When he came to the plate in the sixth inning, Volstad threw behind Morgan and started a benches-clearing brawl.
MLB suspended Morgan for eight games after the brawl, and he was traded to Milwaukee in the offseason.
September 7, 2011: St. Louis
A battle for the NL Central got ugly on this night, and Morgan found himself in the middle of it.
After he struck out against Chris Carpenter in the ninth inning, the two exchanged words. Although benches cleared, no punches were thrown. Morgan had to be restrained by his teammates and was ejected.

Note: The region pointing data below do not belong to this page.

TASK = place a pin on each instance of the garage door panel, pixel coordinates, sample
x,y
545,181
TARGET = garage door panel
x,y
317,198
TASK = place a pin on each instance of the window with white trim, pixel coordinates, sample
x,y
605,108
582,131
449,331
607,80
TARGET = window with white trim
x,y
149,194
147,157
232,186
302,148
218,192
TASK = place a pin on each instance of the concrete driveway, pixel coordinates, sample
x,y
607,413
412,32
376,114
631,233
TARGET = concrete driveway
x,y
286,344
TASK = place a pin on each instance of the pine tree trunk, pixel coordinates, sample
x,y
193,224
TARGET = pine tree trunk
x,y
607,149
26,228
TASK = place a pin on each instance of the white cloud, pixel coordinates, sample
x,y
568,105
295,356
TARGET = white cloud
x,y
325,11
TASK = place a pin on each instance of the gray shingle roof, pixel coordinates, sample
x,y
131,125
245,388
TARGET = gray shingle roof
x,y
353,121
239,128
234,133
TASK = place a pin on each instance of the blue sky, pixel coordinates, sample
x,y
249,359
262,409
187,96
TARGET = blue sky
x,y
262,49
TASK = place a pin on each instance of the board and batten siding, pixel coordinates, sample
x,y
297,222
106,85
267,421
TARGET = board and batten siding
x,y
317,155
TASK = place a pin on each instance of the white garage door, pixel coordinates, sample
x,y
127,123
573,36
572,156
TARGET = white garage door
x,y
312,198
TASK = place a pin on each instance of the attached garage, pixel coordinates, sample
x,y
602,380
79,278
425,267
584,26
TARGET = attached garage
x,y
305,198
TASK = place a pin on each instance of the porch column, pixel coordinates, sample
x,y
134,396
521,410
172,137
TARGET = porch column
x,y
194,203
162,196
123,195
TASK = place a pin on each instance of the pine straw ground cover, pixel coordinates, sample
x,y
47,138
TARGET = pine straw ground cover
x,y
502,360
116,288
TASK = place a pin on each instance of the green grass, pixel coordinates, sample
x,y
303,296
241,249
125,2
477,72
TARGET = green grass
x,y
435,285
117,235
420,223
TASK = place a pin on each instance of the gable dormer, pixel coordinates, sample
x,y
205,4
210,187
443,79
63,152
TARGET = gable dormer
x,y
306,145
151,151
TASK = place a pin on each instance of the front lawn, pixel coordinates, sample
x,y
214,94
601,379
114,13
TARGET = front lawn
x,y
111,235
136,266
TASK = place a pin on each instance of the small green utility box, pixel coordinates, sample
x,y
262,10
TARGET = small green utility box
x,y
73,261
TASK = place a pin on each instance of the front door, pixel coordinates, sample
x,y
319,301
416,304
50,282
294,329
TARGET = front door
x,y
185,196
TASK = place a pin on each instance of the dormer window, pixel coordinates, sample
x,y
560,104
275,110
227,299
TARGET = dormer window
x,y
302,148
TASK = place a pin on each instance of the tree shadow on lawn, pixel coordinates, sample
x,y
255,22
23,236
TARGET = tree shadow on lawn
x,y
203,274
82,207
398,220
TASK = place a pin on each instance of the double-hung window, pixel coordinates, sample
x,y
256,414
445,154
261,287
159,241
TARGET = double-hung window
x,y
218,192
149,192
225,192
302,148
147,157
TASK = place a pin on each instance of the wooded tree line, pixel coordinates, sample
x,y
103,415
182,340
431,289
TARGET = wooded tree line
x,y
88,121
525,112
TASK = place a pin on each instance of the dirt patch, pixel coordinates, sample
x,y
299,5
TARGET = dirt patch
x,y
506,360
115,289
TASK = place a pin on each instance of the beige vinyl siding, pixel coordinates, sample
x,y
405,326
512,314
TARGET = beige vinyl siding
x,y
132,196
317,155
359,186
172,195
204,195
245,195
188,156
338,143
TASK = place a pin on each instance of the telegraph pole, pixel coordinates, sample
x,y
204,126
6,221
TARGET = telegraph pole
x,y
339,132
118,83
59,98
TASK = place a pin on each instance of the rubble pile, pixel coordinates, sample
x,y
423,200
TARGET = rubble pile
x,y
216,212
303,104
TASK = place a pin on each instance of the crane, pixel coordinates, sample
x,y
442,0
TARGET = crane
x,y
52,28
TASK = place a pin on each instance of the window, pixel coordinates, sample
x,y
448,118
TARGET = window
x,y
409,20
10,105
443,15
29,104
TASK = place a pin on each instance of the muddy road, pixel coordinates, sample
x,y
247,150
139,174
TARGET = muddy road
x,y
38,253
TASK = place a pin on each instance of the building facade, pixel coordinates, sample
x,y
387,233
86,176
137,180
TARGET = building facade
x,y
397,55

After the game, he decided to send out a tweet and called out the Cardinals:
Where still n 1st and I hope those crying birds injoy watching tha Crew in tha Playoffs!!! Aaaaahhhhh!!!— Nyjer Morgan - T Dot (@TheRealTPlush) September 8, 2011
At that point in the season, Milwaukee was on their way to the playoffs and St. Louis was not. When the season ended, the Cardinals got the last laugh.
June 27, 2012: Cincinnati
The final incident happened on Wednesday afternoon in the ninth inning of a Milwaukee victory.
When Cincinnati's Devin Mesoraco hit a foul ball into the stands along the first baseline, Morgan gave a great effort to try to catch the ball. However, a Cincinnati fan also went for the ball and the two got tangled up.
While getting out of the mess, Morgan appeared to extend his arm and give the fan a shove. As he walked away, he exchanged words with the fan (who had children with him). The ump had to step between Morgan and the fan.
All that is left now it is time to see if anything comes from this incident.
With a .233 batting average, the Brewers may decide to get rid of Morgan sometime during the season. He has failed to produce the way he did last year, and Milwaukee is out of the race.
The 31-year-old outfielder can be fun to watch when he is not getting in trouble. When he gets on a roll, he can lead a team to victory.
The league needs to review this incident and see if anything comes from it. If action is taken, Morgan may have trouble finding a job in this league.